Born in Chertsey, Surrey and brought up in Orpington Brian was nineteen years old when he stepped into the professional ring for the first time. That was back in 1964 in Leysdown, a coastal village on the east side of the Isle of Sheppey, and fans cheered as the MC introduced, "The Anglo Italian Glamour Boy, Brian Manelli."

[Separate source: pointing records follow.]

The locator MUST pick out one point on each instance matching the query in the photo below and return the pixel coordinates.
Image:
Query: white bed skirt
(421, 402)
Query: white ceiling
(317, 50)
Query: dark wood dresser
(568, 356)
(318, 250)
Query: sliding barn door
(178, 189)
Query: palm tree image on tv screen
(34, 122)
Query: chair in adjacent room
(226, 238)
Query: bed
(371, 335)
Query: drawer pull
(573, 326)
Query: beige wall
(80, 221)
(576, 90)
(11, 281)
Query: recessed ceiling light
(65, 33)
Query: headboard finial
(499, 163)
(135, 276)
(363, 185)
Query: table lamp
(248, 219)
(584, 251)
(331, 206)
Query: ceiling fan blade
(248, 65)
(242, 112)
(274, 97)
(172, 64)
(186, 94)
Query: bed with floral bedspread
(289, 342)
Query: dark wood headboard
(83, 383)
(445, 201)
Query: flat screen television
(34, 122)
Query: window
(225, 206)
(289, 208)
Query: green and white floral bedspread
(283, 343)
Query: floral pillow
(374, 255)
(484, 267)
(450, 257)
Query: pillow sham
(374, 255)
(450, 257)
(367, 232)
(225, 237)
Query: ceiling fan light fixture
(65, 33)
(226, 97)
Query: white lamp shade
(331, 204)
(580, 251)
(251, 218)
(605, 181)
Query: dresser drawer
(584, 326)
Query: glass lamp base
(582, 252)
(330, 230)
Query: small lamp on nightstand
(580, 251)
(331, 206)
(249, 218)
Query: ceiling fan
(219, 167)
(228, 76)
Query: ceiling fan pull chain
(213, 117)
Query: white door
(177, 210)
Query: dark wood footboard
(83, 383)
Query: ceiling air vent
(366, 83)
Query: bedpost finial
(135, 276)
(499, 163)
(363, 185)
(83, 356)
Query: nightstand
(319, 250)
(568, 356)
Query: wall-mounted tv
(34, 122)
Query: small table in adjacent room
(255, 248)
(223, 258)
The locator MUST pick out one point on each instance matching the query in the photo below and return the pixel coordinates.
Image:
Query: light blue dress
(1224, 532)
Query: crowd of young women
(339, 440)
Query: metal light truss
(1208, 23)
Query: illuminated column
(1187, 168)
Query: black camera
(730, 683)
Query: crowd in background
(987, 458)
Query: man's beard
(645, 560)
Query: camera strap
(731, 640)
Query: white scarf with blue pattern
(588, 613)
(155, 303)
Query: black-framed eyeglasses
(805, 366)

Most of Brian's life was spent working in the south of England, not just wrestling, but putting on his own shows under the name Phoenix Promotions. 

Towards the end of  his career a night at the theatre inspired Brian to pull on a mask and create the Villainous persona of The Phantom. Away from the ring Brian was a kitchen and bathroom designer, with many television and film personalities amongst his customers.

Brian Manelli died, just 68 years of age, on February 5th, 2013.

Dick Mann
Raymond Mann of Camborne, Cornwall was known professionally as Dick Mann, both as a professional boxer from 1931 until 1935 and then wrestler in the West country  from 1936 until the outbreak of war. He weighed around thirteen stones and whilst opponents were mostly local men they did include visitors such as Vic Coleman, Cyril Knowles and Guido Ronga. Wrestling aspirations were interrupted by the war when he joined The Royal Army Physical Training Corps. Following the war Dick was appointed assistant trainer at Bristol Rovers Football Club, a post he held until 1950. Dick Mann was brother of the Cornish boxing promoter Ron Mann.

Marcel Mannevau
The black jackets worn by the stocky, unruly Marcel Mannevau (he was the one with the moustache)  and tag partner, Claude Gessat , as they swaggered towards the ring gave a far from subtle hint about their wrestling style. The two Frenchmen were disliked by the British fans from their first venture across the English channel at the invitation of independent promoter Paul Lincoln  to later 1960s bouts in Joint Promotion rings. Inevitably promoters lined up a range of popular teams such as Ken Joyce and Eddie Capelli, with whom they had many tussles, and the Cortez brothers. British fans couldn't be bothered with the linguistic niceties of translating their "Les Blousons Noirs" name and knew them as The French Teddy Boys. 

Keith Manning 
Wakefield heavyweight trained by Ernie Baldwin turned professional in 1962 and was seen around northern rings until 1967.